A senator has become the second legislator in two weeks to call on the secretary of the Department of Health and Human Services (DHHS) to exercise an authority-one used only once in the agency's history-to overturn a recent regulatory decision by the US Food and Drug Administration (FDA).
That regulatory decision was with regard to Zohydro ER (hydrocodone bitartrate), a pure hydrocodone pill approved by FDA on 25 October 2013. The approval decision was seen by many as surprising, as it followed an FDA advisory committee meeting at which a majority of the committee members voted against approving the drug, citing its potential for abuse. The drug, unlike most hydrocodone-based products on the market, lacks abuse-deterrent characteristics, making it easier to abuse.
The drug, however, is indicated for those who experience severe pain and require around-the-clock treatment. Advocates for the drug have cited the need for a hydrocodone product without acetaminophen, which can cause toxicity in high doses.
The product's manufacturer, Zogenix, said in a statement that the product would especially help patients avoid liver injury, which can be caused by high-dose long-term use of acetaminophen.
Background: Pressure on Zohydro
But despite the drug's Schedule II status under the Controlled Substances Act (CSA) and participation in a class-wide opioid Risk Evaluation and Mitigation Strategies (REMS) plan, many legislators have expressed their displeasure at the drug's approval.
In February 2014, Senate Minority Leader Mitch McConnell and several other top Republicans sent a letter to FDA demanding to know why the agency had approved the drug.
"This decision contradicts FDA's own advisory panel, and could undermine the important measures taken by FDA, lawmakers and state attorneys general to curb prescription drug abuse across the country unless accompanied by appropriate safeguards and due consideration for the potential for abuse," they wrote.
Several weeks later, Sens. Joe Manchin (D-WV) and David Vitter (R-LA) followed suit, accusing FDA of being improperly influenced by participation in a small invitation-only conference where some companies paid as much as $35,000 to attend.
"We are deeply troubled by allegations that the FDA gave manufacturers of prescription drugs the opportunity to pay thousands of dollars to the University of Rochester Medical Center (URMC) for the privilege to attend private meetings with FDA officials," they wrote.
Those meetings, they said, may well have influenced FDA's decision to approve Zohydro and delay rescheduling hydrocodone as a Schedule II drug.
New Regulatory Strategy: Ignore FDA
Then, in early March 2014, Sen. Charles Schumer (D-NY) unveiled a surprising strategy: Stop worrying about FDA, and instead lobby DHHS Secretary Kathleen Sebelius to overturn the Zohydro decision.
As Regulatory Focus explained last week, such a move has only occurred once in FDA history. In 2011, Sebelius personally overturned FDA's decision to approve Teva Women's Health's application for Plan B One-Step (levonorgestrel), which the company was seeking for over-the-counter status.
But with that precedent-setting decision on the books, Schumer pressed DHHS to again use its authority, this time to overturn the approval of Zohydro.

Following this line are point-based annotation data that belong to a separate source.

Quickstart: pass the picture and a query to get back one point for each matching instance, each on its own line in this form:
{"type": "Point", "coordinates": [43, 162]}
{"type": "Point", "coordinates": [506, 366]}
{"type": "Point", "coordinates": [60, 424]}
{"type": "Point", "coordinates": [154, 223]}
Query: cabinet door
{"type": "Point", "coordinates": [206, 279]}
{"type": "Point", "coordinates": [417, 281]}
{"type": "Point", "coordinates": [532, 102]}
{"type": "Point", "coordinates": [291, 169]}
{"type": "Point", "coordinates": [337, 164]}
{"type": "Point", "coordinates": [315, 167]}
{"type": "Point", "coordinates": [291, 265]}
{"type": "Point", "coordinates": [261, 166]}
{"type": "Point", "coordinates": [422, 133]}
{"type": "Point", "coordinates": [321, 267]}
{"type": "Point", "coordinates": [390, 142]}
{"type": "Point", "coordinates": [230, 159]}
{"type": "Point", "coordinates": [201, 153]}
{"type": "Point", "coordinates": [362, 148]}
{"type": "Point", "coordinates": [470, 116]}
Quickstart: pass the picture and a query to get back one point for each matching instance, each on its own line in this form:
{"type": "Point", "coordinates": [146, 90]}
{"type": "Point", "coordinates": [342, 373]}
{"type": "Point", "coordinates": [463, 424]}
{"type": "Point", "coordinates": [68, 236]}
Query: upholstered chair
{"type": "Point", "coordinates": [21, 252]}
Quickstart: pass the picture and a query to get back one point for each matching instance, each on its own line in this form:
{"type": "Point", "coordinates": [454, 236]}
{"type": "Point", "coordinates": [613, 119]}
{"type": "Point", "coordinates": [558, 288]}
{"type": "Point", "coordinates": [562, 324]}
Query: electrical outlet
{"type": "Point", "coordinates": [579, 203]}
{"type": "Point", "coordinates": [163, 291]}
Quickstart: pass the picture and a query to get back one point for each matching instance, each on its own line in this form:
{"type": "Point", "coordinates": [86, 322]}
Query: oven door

"It is inexcusable that a product with more potency and without abuse deterrent technologies has been approved for production," Schumer wrote in a letter to Sebelius.
"I urge you to override the FDA's approval of Zohydro ER and work quickly to stop it from being sold to consumers," he concluded. "It is essential that we stop yet another dangerous drug from playing a role in our country's national drug epidemic, and that we also begin to incorporate abuse-deterrent technologies into all dangerous opioids as new drugs are introduced to the market."
Manchin Follows Schumer
That strategy is now getting a co-sponsor in the Senate. On 10 March 2014, Sen. Manchin again sent a letter, this time ignoring FDA-the usual recipient for letters regarding drug approvals-and instead focusing entirely on DHHS.
"I write to respectfully request that you overturn the Federal Drug Administration's recent approval of Zohydro Extended Release (ER), a powerful and dangerous opioid drug product with a high potential for abuse," Manchin wrote in his letter to Sebelius.
FDA had approved the drug for "inexplicable reasons," he added, and the drug-set to launch in March 2014-"must be stopped before … [it] is sold to the public."
Earlier letters to FDA had fallen on "deaf ears," he added.
The letters by Manchin and Schumer raise regulatory uncertainty for more companies in the future. If Sebelius relents and agrees to overturn the drug's approval decision, conceivably any drug product that is politically unpopular could be subject to political pressure to overturn its approval.
And more alarming still, it raises the possibility that a new DHHS secretary could unilaterally decide to revoke the approvals of other drugs-the abortifacient drug Mifepristone (Ru 486) for example.
In other words: We may soon be approaching a future in which FDA is no longer the last word on regulatory approvals.